Proposant de revoir les procédures d'asile en obligeant à ce que les demandes d'asile soient déposées dans les ambassades françaises ou à la frontière tout en généralisant la procédure d'asile accélérée (si le demandeur d'asile est débouté après deux mois, il repart et ne rentre pas dans le pays), elle souhaite que tout mineur non accompagné qui refuse un test osseux soit présumé majeur.

La candidate LR veut par ailleurs renforcer et contrôler les conditions du regroupement familial, augmenter les conditions de revenu et rendre obligatoire, pour percevoir des prestations sociales, un délai de 5 ans.

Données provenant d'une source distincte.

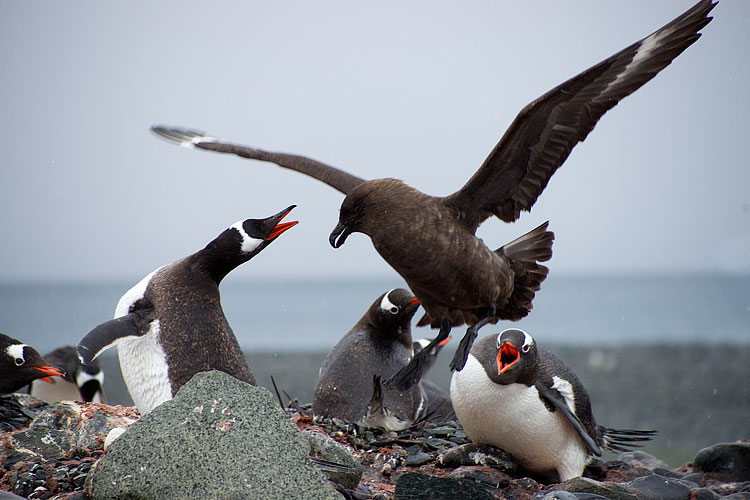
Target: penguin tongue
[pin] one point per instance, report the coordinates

Elle souhaite par ailleurs supprimer les aides sociales aux clandestins (demi-tarif dans les transports par exemple), et recentrer l'aide médicale d'Etat sur la médecine urgente, placer tous les demandeurs d'asile dans des centres dédiés pendant l'instruction accélérée de leur demande afin qu'ils puissent être facilement éloignés s'ils sont déboutés, ou interdire a` un étranger de multiplier les demandes successives de titre de séjour pour des motifs différents, ce qui lui permet de rester beaucoup plus longtemps sur notre territoire.

Renforcer l'intégration

Le renforcement de l'intégration passe par un lien entre l'obtention de la carte de séjour à la maîtrise du français (600 h de cours avec examen obligatoire), la lutte contre le "séparatisme urbain", avec une stratégie de peuplement pour éradiquer en dix ans les ghettos, avec pas plus de 30 % de logements sociaux par quartier, et la fixation d'un plafond de non francophones par classe, pour garantir la qualité des apprentissages.

ECOLE

Remettre les fondamentaux au ceur de l'école

Mme Valérie PECRESSE veut augmenter en primaire de 2 heures par semaine l'enseignement du français, une heure par semaine celui des mathématiques, l'instauration d'un examen d'entrée en 6ème, "non pas pour bloquer leur entrée au collège, mais pour créer des classes de 6e de consolidation", ou encore la création d'une "réserve éducative nationale, composée de professeurs retraités, pour accompagner les élèves avec de l'aide aux devoirs gratuits dès le primaire jusqu'au lycée. Cela permettrait aussi d'aider au remplacement d'un professeur absent".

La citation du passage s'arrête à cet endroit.